Professor Wood cracked

This post comes in relation to the last. In my previous post I mentioned how stoic professors are in the face of incredible temptation to laugh. Yesterday I was witness as one of my professors folded under the pressure to remain aloof. Yes, she laughed...kind of.
It happened in my Dickins class. (Yes I'm in a class devoted entirely to Charles Dickins.) There's a girl in my class that makes this funky noise every single time class is held. At first you think she's just hiccuping, but then the hiccup increases in volume as well as duration until she's shrieking. The noise that she makes sounds like a mixture of a corpse, post-mortem, gasping for air and the sound that Shiz surely made as he, after he had had his head cut off, "raised up on his hands and fell; and after that he had struggled for breath, he died." (Ether 15:31) Only imagine that sound increased in volume and occuring in the middle of a discussion about the societal criticism made by the masterful pen of Dickins. It's distracting sometimes and hilarious...always. As for what causes this regularly occuring death-rattle, Will, one of my classmates, and I have several theories, but due to their superfluous nature in relation to this story, I shan't share them, unless asked.
Anyway, the first couple of times this happened in class, I grinned broadly and looked at the young lady to see her reaction. She always just sat back in her chair and pretended that nothing had happened. (Be it known that this class is held in a classroom where we students sit in groups around tables. I'm not straining my neck or anything to look around at this girl, she just happens to sit right in my line of sight.) After a while I grew accustomed to this rather noisy ritual, and have more recently been able to keep any visual evidences of my mirth within. This has been one of the occurences of which I spoke in my last post which, to my consternation, has never caused the slightest interruption in my professor's flow of speech; until yesterday.
After making some profound statement about the significance of the bells in Dickins' The Chimes, Professor Wood paused dramatically. Right as this pause was gaining steam and increasing the gravity of what had just been said, the great shrieking gasp was set loose upon the class. It was a virtuosic production. Caught off guard, Professor Wood let out a loud guffaw. I was stunned. She quickly swallowed the guffaw, but by interupting it before it had run its full course she caused a kind of loud thumping noise within her chest. This only increased the hilarity of the situation. She looked horrified. After a lightning-quick glance around the room, Professor Wood gathered herself and continued on with the class discussion. Everyone but Will and myself sat attentively as if nothing had happened. It was astounding. Why was not everyone rolling around on the floor unable to contain their mirth? I was amusedly perplexed.
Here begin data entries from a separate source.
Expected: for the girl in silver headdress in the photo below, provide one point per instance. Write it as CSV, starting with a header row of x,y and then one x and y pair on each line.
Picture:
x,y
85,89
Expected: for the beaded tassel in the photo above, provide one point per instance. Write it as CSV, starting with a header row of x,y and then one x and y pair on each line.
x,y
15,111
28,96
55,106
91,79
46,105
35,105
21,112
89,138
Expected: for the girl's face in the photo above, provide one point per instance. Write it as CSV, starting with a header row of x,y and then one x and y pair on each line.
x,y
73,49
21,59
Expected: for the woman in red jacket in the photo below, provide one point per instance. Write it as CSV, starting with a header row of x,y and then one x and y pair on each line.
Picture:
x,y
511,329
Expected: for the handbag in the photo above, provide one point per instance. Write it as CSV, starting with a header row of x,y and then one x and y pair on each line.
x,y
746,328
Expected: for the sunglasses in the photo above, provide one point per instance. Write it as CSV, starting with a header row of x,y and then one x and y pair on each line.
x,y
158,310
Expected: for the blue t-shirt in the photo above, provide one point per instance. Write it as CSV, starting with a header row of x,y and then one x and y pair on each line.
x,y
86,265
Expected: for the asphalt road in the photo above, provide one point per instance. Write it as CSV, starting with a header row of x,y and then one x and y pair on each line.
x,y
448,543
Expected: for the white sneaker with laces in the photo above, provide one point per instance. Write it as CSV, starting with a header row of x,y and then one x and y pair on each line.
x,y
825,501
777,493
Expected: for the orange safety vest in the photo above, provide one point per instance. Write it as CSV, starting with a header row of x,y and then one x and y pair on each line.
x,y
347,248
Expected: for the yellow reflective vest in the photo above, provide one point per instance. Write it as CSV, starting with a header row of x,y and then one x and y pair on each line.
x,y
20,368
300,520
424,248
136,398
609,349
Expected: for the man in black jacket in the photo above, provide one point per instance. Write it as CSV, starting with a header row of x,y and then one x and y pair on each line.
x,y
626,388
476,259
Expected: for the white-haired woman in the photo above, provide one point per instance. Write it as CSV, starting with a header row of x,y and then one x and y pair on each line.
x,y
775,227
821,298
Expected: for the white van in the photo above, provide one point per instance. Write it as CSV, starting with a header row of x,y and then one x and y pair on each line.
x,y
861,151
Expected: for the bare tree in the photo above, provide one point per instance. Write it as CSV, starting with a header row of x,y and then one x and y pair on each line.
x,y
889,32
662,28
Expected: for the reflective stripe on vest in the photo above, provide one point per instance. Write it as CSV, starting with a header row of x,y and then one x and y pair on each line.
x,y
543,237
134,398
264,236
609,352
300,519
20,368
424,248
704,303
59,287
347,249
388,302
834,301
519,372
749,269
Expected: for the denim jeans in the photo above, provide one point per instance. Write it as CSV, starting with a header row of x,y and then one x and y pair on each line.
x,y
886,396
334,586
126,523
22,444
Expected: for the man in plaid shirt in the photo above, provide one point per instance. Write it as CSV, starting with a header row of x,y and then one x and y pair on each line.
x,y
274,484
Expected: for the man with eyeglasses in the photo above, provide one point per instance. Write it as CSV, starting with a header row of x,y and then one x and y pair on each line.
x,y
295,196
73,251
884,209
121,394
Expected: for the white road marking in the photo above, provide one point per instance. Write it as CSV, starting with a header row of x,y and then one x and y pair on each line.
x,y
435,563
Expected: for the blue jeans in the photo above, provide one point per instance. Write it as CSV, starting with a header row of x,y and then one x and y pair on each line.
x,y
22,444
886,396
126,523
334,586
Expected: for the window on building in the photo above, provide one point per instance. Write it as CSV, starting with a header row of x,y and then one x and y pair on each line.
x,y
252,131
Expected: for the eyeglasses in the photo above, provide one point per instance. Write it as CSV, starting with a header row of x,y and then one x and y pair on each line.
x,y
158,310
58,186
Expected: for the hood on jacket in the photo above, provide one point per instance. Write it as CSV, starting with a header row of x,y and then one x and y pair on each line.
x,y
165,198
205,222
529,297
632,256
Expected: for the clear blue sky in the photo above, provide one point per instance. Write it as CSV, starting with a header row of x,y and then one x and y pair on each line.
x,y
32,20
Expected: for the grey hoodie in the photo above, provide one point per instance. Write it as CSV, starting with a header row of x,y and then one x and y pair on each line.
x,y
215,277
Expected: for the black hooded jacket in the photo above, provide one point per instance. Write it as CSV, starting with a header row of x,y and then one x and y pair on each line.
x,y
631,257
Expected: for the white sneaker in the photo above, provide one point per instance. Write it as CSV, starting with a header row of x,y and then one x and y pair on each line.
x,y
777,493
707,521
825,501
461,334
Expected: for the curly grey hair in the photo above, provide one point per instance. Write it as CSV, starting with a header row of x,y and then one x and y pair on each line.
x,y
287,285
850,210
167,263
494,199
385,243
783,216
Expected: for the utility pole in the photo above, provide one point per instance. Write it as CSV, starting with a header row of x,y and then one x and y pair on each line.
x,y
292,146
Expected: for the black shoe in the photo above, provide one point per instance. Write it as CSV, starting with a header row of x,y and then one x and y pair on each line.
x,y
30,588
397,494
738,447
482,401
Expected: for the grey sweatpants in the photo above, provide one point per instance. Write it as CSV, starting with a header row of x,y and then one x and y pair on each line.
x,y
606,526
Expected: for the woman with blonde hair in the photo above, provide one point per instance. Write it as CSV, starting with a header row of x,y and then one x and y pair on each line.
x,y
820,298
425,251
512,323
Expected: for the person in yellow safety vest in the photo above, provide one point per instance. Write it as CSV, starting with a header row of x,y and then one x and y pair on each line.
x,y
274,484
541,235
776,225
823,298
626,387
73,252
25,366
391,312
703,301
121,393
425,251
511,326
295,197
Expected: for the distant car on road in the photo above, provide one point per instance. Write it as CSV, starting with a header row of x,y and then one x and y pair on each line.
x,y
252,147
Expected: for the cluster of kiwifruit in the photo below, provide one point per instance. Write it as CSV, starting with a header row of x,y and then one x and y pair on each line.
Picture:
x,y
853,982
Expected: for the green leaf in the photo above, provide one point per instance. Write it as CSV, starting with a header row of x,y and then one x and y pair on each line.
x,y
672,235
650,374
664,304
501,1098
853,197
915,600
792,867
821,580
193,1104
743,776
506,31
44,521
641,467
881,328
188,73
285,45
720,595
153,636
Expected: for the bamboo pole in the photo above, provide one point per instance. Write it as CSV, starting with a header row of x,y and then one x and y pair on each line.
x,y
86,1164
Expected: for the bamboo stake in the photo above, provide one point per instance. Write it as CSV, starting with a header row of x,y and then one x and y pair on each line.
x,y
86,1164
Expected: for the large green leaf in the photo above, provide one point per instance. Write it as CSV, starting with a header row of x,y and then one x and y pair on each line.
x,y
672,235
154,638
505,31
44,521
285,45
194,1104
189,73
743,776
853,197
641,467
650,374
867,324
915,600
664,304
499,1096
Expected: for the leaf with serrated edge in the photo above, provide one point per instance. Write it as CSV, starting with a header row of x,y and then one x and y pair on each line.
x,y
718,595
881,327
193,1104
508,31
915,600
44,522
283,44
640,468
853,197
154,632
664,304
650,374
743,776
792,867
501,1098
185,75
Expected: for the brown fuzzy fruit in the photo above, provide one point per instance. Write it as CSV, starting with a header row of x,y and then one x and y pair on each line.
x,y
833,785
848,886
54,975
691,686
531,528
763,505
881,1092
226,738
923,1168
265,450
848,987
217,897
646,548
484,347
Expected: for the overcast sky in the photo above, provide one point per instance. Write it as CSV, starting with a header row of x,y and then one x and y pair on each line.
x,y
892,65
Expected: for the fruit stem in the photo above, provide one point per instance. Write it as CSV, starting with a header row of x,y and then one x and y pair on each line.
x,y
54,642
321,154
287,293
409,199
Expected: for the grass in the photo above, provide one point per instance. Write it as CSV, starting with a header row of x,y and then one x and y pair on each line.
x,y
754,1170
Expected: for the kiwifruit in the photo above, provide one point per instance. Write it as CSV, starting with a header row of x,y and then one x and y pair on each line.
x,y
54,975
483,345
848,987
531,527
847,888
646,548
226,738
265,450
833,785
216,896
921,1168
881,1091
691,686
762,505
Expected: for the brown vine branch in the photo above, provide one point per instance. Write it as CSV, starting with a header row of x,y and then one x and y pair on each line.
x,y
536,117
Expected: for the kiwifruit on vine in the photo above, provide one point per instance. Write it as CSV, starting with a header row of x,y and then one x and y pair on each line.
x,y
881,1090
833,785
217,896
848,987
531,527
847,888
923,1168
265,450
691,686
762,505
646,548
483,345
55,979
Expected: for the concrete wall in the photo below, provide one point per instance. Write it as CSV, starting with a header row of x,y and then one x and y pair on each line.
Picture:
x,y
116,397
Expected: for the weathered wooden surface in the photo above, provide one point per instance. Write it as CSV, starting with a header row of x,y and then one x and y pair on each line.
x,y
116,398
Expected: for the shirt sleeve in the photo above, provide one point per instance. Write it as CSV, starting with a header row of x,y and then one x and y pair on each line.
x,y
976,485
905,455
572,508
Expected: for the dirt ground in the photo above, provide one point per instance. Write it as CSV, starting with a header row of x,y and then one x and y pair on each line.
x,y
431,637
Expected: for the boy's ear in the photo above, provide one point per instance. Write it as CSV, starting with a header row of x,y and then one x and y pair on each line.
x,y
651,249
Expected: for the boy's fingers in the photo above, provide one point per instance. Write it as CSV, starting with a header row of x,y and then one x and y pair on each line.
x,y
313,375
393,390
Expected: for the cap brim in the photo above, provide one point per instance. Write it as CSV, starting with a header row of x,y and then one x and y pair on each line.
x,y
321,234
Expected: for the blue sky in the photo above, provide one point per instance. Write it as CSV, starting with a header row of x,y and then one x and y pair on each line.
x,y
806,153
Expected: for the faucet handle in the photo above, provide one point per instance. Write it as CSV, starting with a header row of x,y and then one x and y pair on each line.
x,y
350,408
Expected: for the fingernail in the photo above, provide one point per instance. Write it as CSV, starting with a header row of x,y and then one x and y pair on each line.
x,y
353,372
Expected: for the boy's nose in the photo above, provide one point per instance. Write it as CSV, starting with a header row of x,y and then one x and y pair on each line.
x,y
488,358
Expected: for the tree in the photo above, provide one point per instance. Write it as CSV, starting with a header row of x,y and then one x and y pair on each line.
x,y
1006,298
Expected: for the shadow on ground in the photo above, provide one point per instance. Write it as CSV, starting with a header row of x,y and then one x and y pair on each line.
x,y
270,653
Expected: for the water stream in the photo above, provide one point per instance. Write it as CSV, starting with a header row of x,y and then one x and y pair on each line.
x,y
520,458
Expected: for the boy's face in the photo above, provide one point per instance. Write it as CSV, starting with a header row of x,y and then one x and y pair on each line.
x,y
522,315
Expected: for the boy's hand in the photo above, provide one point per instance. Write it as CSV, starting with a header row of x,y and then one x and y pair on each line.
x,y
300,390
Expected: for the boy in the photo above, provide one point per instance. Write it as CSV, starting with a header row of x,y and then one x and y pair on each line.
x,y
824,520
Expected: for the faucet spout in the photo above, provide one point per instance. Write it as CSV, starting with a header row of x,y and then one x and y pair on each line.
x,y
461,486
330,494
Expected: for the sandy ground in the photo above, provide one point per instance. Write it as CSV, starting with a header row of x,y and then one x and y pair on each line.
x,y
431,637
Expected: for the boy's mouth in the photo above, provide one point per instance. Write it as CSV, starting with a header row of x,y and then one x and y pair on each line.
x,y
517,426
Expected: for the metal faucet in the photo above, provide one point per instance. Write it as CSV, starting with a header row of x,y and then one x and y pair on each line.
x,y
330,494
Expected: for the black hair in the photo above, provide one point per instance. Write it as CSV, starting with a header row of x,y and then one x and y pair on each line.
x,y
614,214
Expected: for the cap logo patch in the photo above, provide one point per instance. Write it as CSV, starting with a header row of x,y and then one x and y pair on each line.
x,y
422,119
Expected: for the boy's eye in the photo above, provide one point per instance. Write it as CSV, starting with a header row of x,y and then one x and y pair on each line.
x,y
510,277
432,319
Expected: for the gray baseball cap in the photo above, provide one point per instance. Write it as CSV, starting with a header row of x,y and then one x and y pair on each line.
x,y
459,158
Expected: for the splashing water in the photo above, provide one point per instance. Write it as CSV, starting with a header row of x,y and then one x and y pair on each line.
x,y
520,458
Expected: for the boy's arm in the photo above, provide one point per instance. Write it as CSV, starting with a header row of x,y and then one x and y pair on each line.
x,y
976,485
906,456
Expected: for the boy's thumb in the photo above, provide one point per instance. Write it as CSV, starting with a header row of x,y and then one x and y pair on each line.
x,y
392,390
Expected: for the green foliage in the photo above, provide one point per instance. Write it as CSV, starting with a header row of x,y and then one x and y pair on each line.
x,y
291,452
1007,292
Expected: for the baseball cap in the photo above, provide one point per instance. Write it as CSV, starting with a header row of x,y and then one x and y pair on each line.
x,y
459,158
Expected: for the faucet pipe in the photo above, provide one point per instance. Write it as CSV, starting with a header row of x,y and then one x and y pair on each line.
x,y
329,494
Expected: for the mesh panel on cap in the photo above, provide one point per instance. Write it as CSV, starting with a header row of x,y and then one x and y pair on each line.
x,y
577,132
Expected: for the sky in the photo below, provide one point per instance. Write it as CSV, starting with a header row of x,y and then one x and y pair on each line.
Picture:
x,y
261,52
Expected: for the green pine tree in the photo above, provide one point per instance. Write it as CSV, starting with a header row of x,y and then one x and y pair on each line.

I caught Will's eye and was forced to look away rapidly to avoid a sudden outburst of raucous laughter.
After class had ended Will and I discussed this experience and we came to the conclusion that the rest of our class is peopled with zombies. It's the only possible explanation. How else could they fail to see the humor in the situation? As for Professor Wood, she's given me hope. Perhaps it is permissable for a professor to have a sense of humor; as long as they're willing to fight off the undead.


  1. Oh wow. That's a good story. I can't wait to hear the tape-recorded version of the girl's shriek.

  2. As I read this I found myself trying to imagine and duplicate the sound you described. It was not pretty.

  3. Hilarious. I was "rolling around on the floor unable to contain [my] mirth." I think you will be an awesome prof. Ha, just think of all of the stories you will have.

  4. definitely tried to reproduce the hiccup/shriek (with little success) at work today.
    What are your theories on its origin?